Cube 3: 3D Printer for Families

3DSystems have announced their range of new 3D printers at CES 2014. There are some very cool additions including multi-color and even edible printing! But for families looking to get their first 3D printer this year, the Cube 3 is probably the most relevant new product.

The Cube 3 is a next generation entry-level 3D printer. This new printer will be available in 2Q 2014 and will retail for under $1000 and has a feature set intended to make it easy for beginners and time-limited families rather than tech specialists.

One of the stand-out features of this printer is that it is suitable for children from age 8+ (and has relevant safety certification.) I know this is an important issue for many parents who want to encourage their kids to get involved in 3D printing.

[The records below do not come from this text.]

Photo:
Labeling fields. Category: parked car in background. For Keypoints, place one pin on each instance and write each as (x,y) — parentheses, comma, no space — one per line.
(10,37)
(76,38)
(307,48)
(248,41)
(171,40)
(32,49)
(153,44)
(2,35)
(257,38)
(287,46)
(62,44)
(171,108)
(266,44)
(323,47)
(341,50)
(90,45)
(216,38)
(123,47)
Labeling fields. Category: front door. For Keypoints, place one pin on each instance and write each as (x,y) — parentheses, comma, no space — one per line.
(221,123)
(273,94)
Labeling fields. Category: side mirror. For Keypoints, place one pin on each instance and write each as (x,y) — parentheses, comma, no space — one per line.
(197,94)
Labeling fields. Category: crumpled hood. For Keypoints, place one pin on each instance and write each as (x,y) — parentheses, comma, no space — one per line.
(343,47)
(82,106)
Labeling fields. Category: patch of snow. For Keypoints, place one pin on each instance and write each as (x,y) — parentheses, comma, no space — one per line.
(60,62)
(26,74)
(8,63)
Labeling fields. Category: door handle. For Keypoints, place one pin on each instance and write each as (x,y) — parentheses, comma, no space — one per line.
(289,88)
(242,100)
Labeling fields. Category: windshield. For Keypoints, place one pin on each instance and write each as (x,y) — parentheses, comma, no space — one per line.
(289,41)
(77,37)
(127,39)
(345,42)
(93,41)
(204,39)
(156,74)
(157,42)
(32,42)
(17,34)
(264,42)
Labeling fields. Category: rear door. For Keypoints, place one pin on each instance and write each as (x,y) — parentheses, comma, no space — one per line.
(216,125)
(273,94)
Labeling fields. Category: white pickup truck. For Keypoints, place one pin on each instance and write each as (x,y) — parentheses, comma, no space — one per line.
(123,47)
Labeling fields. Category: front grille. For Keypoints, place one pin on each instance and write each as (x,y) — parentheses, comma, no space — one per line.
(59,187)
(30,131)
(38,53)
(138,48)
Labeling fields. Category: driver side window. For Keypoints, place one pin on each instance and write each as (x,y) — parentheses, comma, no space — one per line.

We have a home-built 3D printer and it's not designed for kids to use. My older son will turn 8 later this year and I love the idea of him being able to print his own creations and design choices on a machine that has been designed and tested with children in mind.

3D printing technology is moving on and we're seeing this trickle down to the entry-level models. The Cube 3 is able to print in two colors which does make more interesting designs possible. It also has a self-leveling bed which ensures that the print surface is flat - this avoids a lot of time-consuming manual fiddling around and avoid annoying errors.

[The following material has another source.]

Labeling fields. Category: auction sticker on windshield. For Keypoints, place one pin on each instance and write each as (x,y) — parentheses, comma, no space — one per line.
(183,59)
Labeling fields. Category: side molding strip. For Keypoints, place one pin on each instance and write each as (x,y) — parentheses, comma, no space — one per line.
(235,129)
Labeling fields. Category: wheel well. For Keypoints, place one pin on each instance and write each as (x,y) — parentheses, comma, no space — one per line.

You can build pretty large objects with this printer, it has a print volume of up to 6 x 6 x 6 inches. Most objects that we print for family use are much smaller than this.We print lots of small toys, key chain ornaments, puzzles, clips and boxes that would easily fit into this space. We do print objects that can get close to 6 inches in one or two dimensions though so it's handy to have that option.

There's also a Cubify app that's available for iOS, Android and Windows and there's wireless connectivity which simplifies things. And there are lots of designs available from as well as online customization tools that allow kids to design their own rocket, robot or other toy model. I'm always keen to get kids designing their own objects, but using existing designs is a great way to get started and to be able to get some cool objects quickly once you get your printer.

3DSystems are also claiming that the Cube 3 is "2X faster than other printers." Kids get impatient to get their hands on their latest creation so this is definitely a good thing!

It's good to see a 75 micron resolution on an entry level printer. This determines how thin the printed layers are and how smooth and detailed the final print will be.

It's important to note that the Cube 3 runs of custom cartridges of filament. These can be more costly that buying filament for other printers, but should be less error prone and easier to use.

 The Cube 3 takes a good step forward in what we can expect in features and usability for an entry-level home family 3D printer. And the price point means that it will be affordable for a lot of families and also schools and kids clubs and camps.

I do think we're going to see more and more features reaching entry-level 3D printers in the next few years so if your kids are still little and you can hold off for a bit longer then you'll get more for your money next year. On the other hand, if you and your children are itching to be able to produce plastic bits and bobs in your own home this looks like a reasonable time to jump in.